Active around 1735 AD and born to a painter father Pandit Seu, Nainsukh used his fine-grained training in miniatures to branch out and develop an individualistic style based on sharp observation of situation and moods—a style he perfected after moving away from his father’s atelier in Guler (in Kangra district) to Jasrota under the patronage of Mian Zorawar Singh and his son Balwant. Nainsukh’s astonishing body of work produced at Jasrota (in present-day Jammu), inspired by the daily, non-essential details of his patron’s life—like studying a picture of Krishna, writing a letter, standing at the palace window, the prince getting his beard trimmed, lion and tiger hunting trips and evening dances in moonlit corridors of the majestic fort—comprise the important and productive phase of his artistic career.

These images come alive in Nainsukh, filmmaker Amit Dutta’s 2010 celluloid homage to the extraordinary painter. The 120-minute film is a lush, symmetrical, clean, poetic, crystalline montage of Nainsukh’s efflorescence as a painter in Jasrota, tracing his own painterly language and his tender, abiding relationship with his patron Raja Balwant Singh.

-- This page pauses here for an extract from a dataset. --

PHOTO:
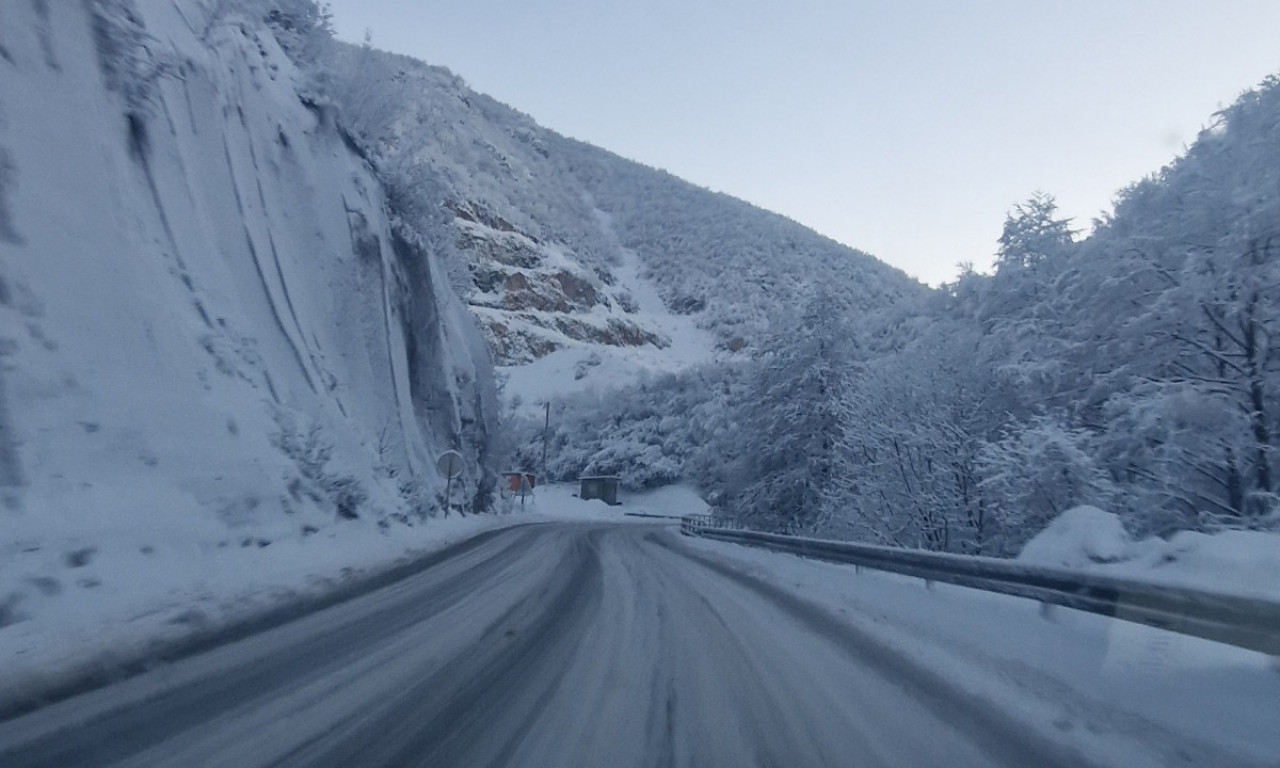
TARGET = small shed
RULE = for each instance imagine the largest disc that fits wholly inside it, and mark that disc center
(602, 487)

Naisukh is now streaming in the India section of Mubi. At the 67th Venice Film Festival held in 2010, Nainsukh was rated one of the top 10 films to watch by  Film Comment.  Hailed by critics and art historians alike, Dutta’s masterly composition and frames—as behoves a painter of Naisukh’s stature—ensured the film was screened in prominent museums, including MoMa in New York.

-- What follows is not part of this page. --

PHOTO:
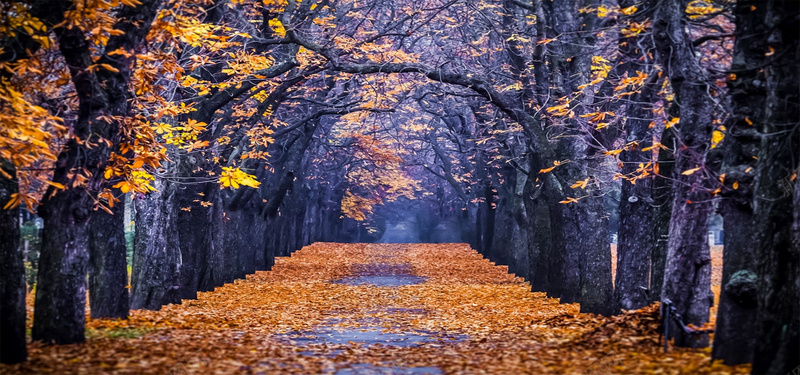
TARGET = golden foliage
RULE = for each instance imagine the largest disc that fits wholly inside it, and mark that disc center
(499, 326)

It was art historian B.N. Goswamy’s assiduous research on Kangra paintings that unearthed the life and legend of the 18th century Pahari painter from Guler, otherwise lost to the annals of time. Goswamy tracked down most of Nainsukh’s paintings and reconstructed his life from scratch. Thanks to his efforts, most of Nainsukh’s paintings now occupy pride of place in some of the leading museums of London, Zurich, New York and Delhi. The painting titled ‘A Leisurely Ride’, considered Nainsukh’s masterpiece, resides in London’s Victoria and Albert Museum. Nainsukh has been produced by German art historian and ethnologist Eberhard Fischer, former director of the Swiss Museum Rietberg which houses one of the best collections of Indian Pahari paintings.

Nainsukh is a must watch for anyone interested to witness a finely-crafted intersection of art, cinema, music, poetry and heritage, imbued with a sonorous silence.